5. The ready availability of computers has made much theoretical work concerning approximations and corrections for ties in the data is obsolete, too. Ties were a problem because, with ties, a set of n observations does not reduce to the set of ranks 1,...,n. The particular set of ranks depends on the number and pattern of ties. In the past, corrections to the usual z statistic were developed to adjust for tied ranks. Today, critical values for exact nonparametric tests involving data with ties can be calculated on demand by specialized computer programs such as StatXact (Mehta, 1992).
6. The data need not be converted to ranks in order to perform a permutation test. However, if the raw data are used, a critical value must be calculated for the specific data set if the sample size is small or moderate. (The usual t test has been shown to be a large sample approximation to the permutation test!) At one time, the computational complexity of this task for moderate and even small samples was considered a major disadvantage.

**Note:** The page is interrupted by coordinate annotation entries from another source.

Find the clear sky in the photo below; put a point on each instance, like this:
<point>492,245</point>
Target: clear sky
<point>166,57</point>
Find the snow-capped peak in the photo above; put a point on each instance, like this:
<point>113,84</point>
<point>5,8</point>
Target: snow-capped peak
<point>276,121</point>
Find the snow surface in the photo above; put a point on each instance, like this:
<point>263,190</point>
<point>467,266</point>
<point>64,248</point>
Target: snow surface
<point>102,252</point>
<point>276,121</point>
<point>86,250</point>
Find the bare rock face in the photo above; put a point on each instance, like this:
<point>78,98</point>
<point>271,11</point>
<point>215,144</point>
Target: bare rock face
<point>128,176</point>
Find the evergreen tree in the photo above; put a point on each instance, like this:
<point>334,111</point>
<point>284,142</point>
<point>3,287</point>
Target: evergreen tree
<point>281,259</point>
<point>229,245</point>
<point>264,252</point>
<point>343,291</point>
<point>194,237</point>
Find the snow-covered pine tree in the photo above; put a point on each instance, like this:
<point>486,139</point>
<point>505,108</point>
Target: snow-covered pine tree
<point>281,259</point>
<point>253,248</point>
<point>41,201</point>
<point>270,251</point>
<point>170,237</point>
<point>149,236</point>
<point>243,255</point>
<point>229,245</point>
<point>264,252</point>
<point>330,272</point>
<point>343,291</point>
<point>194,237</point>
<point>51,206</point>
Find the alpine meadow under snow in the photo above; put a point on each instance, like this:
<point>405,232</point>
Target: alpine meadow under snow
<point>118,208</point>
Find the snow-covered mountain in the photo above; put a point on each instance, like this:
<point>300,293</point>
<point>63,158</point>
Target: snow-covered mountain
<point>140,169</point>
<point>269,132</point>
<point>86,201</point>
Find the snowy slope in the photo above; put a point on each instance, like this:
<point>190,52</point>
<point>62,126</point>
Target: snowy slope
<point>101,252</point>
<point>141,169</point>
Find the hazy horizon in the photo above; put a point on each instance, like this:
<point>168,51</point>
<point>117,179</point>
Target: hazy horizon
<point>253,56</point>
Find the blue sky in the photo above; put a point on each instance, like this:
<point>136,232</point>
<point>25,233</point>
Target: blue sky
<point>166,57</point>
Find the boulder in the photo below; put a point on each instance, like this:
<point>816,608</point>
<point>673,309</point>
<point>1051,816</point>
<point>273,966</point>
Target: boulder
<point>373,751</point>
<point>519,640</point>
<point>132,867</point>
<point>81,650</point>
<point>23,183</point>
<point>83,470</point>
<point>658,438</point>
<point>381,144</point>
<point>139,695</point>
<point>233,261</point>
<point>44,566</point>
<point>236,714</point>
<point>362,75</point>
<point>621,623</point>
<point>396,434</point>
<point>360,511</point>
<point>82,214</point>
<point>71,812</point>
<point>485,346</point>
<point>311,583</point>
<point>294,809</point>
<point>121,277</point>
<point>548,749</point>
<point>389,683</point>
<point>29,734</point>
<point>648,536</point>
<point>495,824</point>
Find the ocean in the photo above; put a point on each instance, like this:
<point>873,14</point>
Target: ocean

It has become largely irrelevant due to specialized computer programs that perform the calculations in an efficient manner.
7. This illustrates an often unspoken aspect of statistical computing: We are prisoners of our software! Most analysts can do only what their software allows them to do. When techniques become available in standard software packages, they'll be used. Until then, the procedures stay on the curio shelf. The widespread availability of personal computers and statistical program packages have caused a revolution in the way data are analyzed. These changes continue with the release of each new package and update.